Scraping with R
16 October, 2017
Today I would like to show you that you don’t have to be an expert at coding in order to scrape some data from the web. I will try to show you how you can scrape prices from webshops. However, this tutorial could also be used in case of scraping other content.
Summary
- Level of programming: Beginner/Intermediate
- Programming language: R
- Reading time: 10 min
- If you don’t want to read my whole explanation on how to scrape, you can find the piece of code here and start scraping yourself.
Introduction
Scraping is a time-saving skill. It makes you save time for more important things in your daily routine work or hobbies (e.g., getting coffee for your colleagues). More important in my experience, for most companies it enables the company to analyse its competitors’ pricing strategy, product availability or collect reviews to do a sentiment analysis. In this case, we will scrape some prices from a Dutch webshop (please don’t sue me). This case is pure for educational purposes…
Let’s start scraping
To scrape in R, my personal favourite library is “rvest”. It makes scraping very easy. Let me show you. To load the library use the following script:
## in case you haven't installed "rvest" yet, this may take some time
install.packages("rvest")
## load rvest
library("rvest")
To get to know more about the “rvest” package, you can click here.
Basic settings
Next up, you want to set your basic settings for the sake of simplicity. You will need to set your working directory (in which folder you want to save your files). In this case we will just name it my Documents folder on my pc. The second line of code makes sure we do not use a scientific way of notating numbers. Which is really useful when working with product numbers. In this case, product numbers could also be referred to as EAN’s or UPC’s (Universal Product Codes).
setwd("C:/Users/gilianponte/Documents")
options(scipen= 999)
If you are copying this piece of code, don’t forget to edit it to your personal pc. Remember that you must use the forward slash / or double backslash \ in R! The Windows format of single backslash will not work.
Loading product numbers
In this case you will need a .csv file containing all product numbers you want to scrape data of. Load them as a data frame in R with the following line of code. Make sure the file is in your working directory.
productnumbers <- read.csv("UniqueProductCodes.csv")
The result of this should look like this in Rstudio.
Unique Product Codes |
---|
9781491910290 |
9781593273842 |
9781491910399 |
In the data frame you can remove the header.
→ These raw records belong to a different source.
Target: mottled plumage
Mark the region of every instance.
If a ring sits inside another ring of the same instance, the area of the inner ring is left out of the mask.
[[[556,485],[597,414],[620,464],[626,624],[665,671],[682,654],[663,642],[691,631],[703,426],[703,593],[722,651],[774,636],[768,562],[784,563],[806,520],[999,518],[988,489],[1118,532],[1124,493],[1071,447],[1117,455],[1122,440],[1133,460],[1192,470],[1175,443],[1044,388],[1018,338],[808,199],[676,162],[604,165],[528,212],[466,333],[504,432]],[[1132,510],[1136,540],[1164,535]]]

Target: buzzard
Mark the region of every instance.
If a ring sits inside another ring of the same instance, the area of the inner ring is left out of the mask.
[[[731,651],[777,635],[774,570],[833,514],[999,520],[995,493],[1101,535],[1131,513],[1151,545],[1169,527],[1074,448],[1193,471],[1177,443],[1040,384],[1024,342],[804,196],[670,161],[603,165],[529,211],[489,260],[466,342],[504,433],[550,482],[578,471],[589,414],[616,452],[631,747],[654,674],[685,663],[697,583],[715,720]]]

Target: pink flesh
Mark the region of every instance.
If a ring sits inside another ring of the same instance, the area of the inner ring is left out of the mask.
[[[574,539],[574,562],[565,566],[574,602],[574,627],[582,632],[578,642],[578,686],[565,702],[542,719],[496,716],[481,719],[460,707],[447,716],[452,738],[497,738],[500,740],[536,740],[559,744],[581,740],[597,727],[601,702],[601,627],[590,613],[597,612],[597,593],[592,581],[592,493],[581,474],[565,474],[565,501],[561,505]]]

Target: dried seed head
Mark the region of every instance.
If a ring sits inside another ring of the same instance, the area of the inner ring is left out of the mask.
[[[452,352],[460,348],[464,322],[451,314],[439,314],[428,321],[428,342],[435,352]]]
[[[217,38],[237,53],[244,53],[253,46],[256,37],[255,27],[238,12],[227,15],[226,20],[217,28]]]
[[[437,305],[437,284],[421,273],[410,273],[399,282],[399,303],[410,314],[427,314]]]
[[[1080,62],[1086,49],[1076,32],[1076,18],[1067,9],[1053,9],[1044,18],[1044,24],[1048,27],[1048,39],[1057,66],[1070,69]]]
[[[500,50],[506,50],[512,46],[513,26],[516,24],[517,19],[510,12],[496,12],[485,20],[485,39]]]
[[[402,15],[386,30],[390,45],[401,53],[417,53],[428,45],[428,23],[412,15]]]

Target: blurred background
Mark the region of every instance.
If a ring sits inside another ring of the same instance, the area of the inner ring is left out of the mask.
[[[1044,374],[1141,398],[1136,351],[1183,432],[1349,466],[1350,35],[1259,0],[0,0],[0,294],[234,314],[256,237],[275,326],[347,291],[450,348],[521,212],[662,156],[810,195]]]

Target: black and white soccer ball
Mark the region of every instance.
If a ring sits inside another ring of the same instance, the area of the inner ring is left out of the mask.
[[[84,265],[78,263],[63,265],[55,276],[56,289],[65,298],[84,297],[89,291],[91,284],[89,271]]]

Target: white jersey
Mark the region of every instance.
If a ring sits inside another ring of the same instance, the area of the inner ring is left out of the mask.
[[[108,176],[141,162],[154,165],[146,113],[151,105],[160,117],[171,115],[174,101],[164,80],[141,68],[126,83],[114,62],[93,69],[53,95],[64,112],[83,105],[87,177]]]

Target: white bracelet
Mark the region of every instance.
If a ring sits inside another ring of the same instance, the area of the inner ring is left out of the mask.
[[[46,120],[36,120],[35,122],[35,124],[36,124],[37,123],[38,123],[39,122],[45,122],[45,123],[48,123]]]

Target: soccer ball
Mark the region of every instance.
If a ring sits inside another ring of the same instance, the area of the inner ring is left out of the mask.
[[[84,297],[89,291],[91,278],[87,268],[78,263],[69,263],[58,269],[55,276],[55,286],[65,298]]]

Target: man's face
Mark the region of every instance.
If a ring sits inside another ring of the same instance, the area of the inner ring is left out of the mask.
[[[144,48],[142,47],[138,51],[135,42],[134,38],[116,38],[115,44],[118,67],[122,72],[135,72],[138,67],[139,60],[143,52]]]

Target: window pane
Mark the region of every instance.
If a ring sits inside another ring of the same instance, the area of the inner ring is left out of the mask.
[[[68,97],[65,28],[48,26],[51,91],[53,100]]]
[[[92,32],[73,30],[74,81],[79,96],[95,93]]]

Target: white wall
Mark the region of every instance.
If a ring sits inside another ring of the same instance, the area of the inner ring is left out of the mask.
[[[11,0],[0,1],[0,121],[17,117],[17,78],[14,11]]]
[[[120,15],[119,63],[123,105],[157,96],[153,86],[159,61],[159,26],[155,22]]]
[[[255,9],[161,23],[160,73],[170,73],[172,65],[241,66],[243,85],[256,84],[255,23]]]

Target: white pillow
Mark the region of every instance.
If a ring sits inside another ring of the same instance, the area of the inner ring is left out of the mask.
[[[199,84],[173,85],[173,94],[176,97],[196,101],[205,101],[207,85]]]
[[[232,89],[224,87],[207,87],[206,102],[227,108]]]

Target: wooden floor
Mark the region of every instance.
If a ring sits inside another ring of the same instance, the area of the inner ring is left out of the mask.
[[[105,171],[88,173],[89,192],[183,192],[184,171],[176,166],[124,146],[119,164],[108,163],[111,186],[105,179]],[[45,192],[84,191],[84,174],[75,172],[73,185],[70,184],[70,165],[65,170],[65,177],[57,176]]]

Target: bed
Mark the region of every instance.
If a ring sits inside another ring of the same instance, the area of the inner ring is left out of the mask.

Moreover, I recommend making a data frame where you want to store your scraping data in. In this example we will only scrape the product price. If you would like to scrape additional data, you simply just add more columns in your data frame here.
pricedata <- data.frame(EAN = productnumbers$EAN, Price = NA, stringsAsFactors=FALSE)
Competitors website
Now we have everything set to collect the data from our victims’ website. Let’s get down to the real scraping. For this we will need a loop, since we have multiple EAN’s we want to scrape. If you are not familiar with loops, here is a very useful instruction to learn about loops.
In our loop we call our earlier defined data frame with the EAN’s to iterate over all the EAN’s in the data frame with:
for (i in 1:nrow(pricedata)) {
## do stuff
}
The nrow
function counts the number of rows in our data frame with unique product numbers (i.e., EAN or UPC). The loop will start with the first EAN (row number one) in our data frame and end when it has used the last EAN in our scraper.
Inside the loop
In the first line of code inside the loop, we want to load the first EAN from our data frame.
EAN <- as.character(pricedata[i,1])
Next up, we want to load the competitors website its url. Most websites offer to search for EAN’s or product numbers and then load the page of the concerning product directly. Try to find the url that performs a search query and directly loads the product page. In this case we will use a website which does offer the instant search method.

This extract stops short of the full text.